Hinchee, 741 F.3d 1185, 1189 (11th Cir. 2013)
(explaining Federal Rules of Civil Procedure “favor
full discovery whenever possible”) (quotes and cite
omitted)). Since Riner hasn't answered even basic
questions, see note 3 infra, it's not
clear what the content of her testimony is likely to be.
Riner does not assert that her testimony is irrelevant, but
only seeks assurance that testifying will not subject her to
liability. See generally doc. 130.
For example, Riner's counsel advised her not to answer
questions about the identity of Corizon's “medical
director” and whether that person, whoever it was, was
her immediate supervisor. Doc. 125-1 at 39-40. It is
difficult to fathom what possible interest Corizon could have
in keeping that information confidential. However, the Court
will not second-guess Riner's counsel's caution in
protecting his client against possible liability for breach
of the settlement.
Assuming that Georgia law governs the settlement agreement --
the Court assumes that it does because Corizon cites to
Georgia case-law, including Barger, in its brief,
see doc. 131 at 10-11 -- Barger's
implied caveat allows that someone subject to a
confidentiality agreement “may nevertheless
testify or otherwise comply with a
subpoena.” 231 Ga.App. at 725 (emphasis added).
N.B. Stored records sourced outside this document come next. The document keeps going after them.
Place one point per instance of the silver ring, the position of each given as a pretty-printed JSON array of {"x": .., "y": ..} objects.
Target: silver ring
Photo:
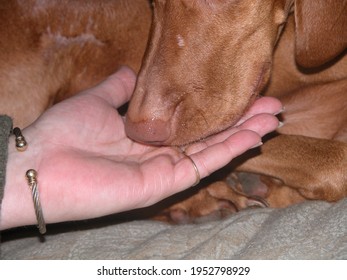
[{"x": 197, "y": 173}]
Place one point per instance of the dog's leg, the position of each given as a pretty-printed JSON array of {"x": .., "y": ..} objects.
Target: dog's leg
[{"x": 315, "y": 167}]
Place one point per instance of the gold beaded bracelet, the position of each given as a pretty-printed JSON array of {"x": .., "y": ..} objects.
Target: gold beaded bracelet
[{"x": 31, "y": 176}]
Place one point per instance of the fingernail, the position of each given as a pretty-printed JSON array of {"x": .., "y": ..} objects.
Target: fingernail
[
  {"x": 280, "y": 124},
  {"x": 257, "y": 145},
  {"x": 280, "y": 111}
]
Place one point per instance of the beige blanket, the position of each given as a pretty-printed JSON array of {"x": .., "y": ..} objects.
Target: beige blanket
[{"x": 312, "y": 230}]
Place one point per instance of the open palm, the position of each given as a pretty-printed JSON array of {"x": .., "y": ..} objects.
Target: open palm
[{"x": 88, "y": 167}]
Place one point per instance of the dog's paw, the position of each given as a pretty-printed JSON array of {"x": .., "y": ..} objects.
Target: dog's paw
[{"x": 218, "y": 200}]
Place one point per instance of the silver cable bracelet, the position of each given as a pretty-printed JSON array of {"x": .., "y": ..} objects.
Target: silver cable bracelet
[{"x": 31, "y": 176}]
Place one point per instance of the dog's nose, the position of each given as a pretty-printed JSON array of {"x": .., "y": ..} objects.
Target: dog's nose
[{"x": 153, "y": 132}]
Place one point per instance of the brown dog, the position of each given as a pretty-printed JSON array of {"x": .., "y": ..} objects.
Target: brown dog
[
  {"x": 50, "y": 50},
  {"x": 206, "y": 62}
]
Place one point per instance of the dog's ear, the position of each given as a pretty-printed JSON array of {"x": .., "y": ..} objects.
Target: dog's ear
[{"x": 321, "y": 31}]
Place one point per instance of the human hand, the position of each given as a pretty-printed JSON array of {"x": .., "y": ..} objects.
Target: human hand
[{"x": 87, "y": 167}]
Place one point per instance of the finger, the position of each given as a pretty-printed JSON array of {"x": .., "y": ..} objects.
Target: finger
[
  {"x": 268, "y": 105},
  {"x": 261, "y": 124},
  {"x": 214, "y": 157},
  {"x": 117, "y": 88}
]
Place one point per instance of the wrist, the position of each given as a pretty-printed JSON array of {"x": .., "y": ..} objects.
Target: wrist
[{"x": 17, "y": 207}]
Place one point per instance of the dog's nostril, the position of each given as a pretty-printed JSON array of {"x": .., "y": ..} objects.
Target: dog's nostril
[{"x": 154, "y": 132}]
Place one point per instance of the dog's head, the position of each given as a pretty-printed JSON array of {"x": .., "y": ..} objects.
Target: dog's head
[{"x": 205, "y": 63}]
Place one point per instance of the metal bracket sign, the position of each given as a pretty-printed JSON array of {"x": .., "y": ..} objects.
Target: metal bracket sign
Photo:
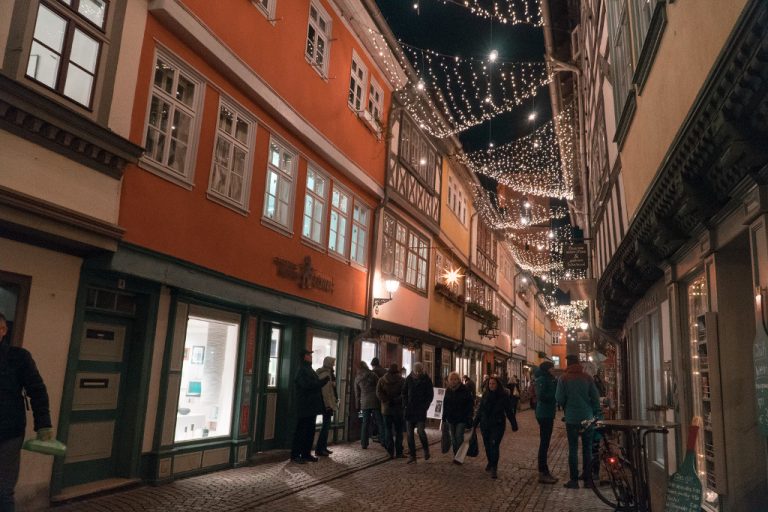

Thus, whatever the “significant confidentiality
requirements” the parties' agreement
“purports” to impose, doc. 130 at 2, they would
be subject to Barger's caveat. Since
Fed.R.Civ.P. 45 does not require a subpoena to enumerate the
subjects upon which testimony is sought, and Riner does not
contend that the subpoena imposes and undue burden, nor move
the Court to quash or modify it, it is not clear what she
means by requesting the Court “clarify the scope of the
subpoena.” Doc. 131 at 2. However, the Court expects
that Riner, the parties, and their respective counsels will
all appreciate Barger's significance.
The extent of the parties' conference prior to the
deposition and instant motion is, like the other facts
involved, murky. Plaintiffs' motion attaches email
correspondence with Riner's counsel, and includes a
boilerplate certification of conference. See doc.
125 at 22; doc. 125-6 (emails from Riner's counsel); doc.
125-7 (emails from plaintiffs' counsel). Corizon does not
address the conference requirement at all. See
generally doc. 131. Riner explains that the conference
among the parties was limited, but should suffice to satisfy
the Federal Rules and this Court's Local Rules.
See doc. 130 at 5.
What is not clear is whether the parties discussed the
possibility of an agreement, possibly memorialized in an
Order, protecting any fact Riner reveals from public
disclosure, while allowing plaintiffs, or at least their
counsel, to hear that testimony and evaluate its relevance.